Gdy Florentino Pérez wracał do Realu Madryt w roli prezydenta, chciał od razu zaznaczyć swoją obecność wielkimi transakcjami. Działacz chciał stworzyć ponownie wielkich Galácticos, którzy w założeniu mieli zrobić podobnie dużo szumu, co w przypadku Beckhama, Zidane'a, Ronaldo, Figo i spółki, ale sięgnąć po znacznie więcej trofeów. Już pierwszego lata drużynę wzmocnili tacy gracze jak Cristiano Ronaldo, Kaká, Xabi Alonso czy też Karim Benzema.
Ten ostatni uchodził wtedy za jeden z większych talentów. Francuz o algierskich korzeniach świetnie spisywał się w barwach Olympique'u Lyon, ale patrząc z perspektywy czasu 35 milionów euro na niego wydane wcale nie musi być uznane za wysoką kwotę. Okazuje się, że „Les Gones” mogli zarobić więcej na swoim wychowanku.

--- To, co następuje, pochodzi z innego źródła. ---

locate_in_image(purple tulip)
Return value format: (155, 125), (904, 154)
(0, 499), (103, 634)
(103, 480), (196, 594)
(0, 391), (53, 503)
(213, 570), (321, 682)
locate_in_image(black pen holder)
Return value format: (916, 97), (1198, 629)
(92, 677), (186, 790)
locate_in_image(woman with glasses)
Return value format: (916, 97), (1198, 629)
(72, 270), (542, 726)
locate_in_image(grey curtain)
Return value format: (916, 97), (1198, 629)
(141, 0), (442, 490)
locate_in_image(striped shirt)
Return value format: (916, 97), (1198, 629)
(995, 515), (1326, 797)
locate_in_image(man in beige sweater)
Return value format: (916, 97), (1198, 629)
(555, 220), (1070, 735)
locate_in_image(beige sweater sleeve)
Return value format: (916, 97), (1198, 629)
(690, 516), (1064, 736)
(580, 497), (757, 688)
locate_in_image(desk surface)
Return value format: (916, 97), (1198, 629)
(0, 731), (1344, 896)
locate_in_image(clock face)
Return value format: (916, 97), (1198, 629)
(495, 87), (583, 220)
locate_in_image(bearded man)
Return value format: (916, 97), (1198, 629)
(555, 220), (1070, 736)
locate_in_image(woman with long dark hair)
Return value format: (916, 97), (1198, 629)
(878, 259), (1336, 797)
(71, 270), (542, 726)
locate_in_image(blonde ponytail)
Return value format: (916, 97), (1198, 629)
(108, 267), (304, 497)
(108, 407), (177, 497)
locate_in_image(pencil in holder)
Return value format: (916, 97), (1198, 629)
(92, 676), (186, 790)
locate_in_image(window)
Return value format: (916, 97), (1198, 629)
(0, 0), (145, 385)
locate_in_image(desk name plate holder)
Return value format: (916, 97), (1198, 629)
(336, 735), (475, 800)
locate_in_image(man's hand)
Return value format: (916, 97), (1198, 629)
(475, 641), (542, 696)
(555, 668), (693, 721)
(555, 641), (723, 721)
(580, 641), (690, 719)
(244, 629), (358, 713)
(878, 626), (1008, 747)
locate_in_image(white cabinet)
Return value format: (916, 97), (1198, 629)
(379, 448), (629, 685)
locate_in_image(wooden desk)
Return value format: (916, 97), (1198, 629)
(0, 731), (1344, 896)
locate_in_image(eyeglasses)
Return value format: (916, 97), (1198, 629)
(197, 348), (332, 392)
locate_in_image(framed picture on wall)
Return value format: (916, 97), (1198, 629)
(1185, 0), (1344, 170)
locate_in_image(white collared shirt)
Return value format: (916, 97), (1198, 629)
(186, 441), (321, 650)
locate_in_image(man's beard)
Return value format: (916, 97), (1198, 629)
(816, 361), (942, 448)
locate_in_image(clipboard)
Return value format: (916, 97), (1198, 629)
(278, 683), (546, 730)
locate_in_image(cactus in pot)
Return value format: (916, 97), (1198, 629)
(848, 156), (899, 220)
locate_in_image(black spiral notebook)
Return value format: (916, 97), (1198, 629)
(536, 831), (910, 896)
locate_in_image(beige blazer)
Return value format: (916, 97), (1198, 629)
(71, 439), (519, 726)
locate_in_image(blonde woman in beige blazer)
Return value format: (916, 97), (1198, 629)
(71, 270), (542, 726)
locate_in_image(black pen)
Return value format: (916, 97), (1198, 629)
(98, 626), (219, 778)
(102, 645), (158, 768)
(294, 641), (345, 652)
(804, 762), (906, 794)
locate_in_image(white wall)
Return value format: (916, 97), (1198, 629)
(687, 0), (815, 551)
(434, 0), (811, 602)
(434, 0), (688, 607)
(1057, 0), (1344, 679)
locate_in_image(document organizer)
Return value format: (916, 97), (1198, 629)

- Kiedy Karim opuszczał Lyon, mieliśmy na stole dwie propozycje. Jedna pochodziła od Manchesteru United, natomiast drugą nadesłał Real Madryt - powiedział prezydent Jean-Michel Aulas w wywiadzie dla „beIN Sports”.
- Karim przyszedł się ze mną zobaczyć, a to upewniło mnie, jak dobre łączą nas relacje i jak bardzo sobie wzajemnie ufamy. Powiedział mi wprost, że marzy o grze dla Realu Madryt. Koniec końców zatem to tam trafił, choć oni proponowali mniej niż Manchester United.
Benzema święcił w Madrycie wiele sukcesów, do których dokładał się licznymi golami, choć nie zawsze znajdował poparcie ze strony kibiców. Ostatnimi czasy coraz więcej mówi się o jego powrocie do Lyonu, a klub rozpoczął już starania, by jak najszybciej sprowadzić swoją byłą gwiazdę.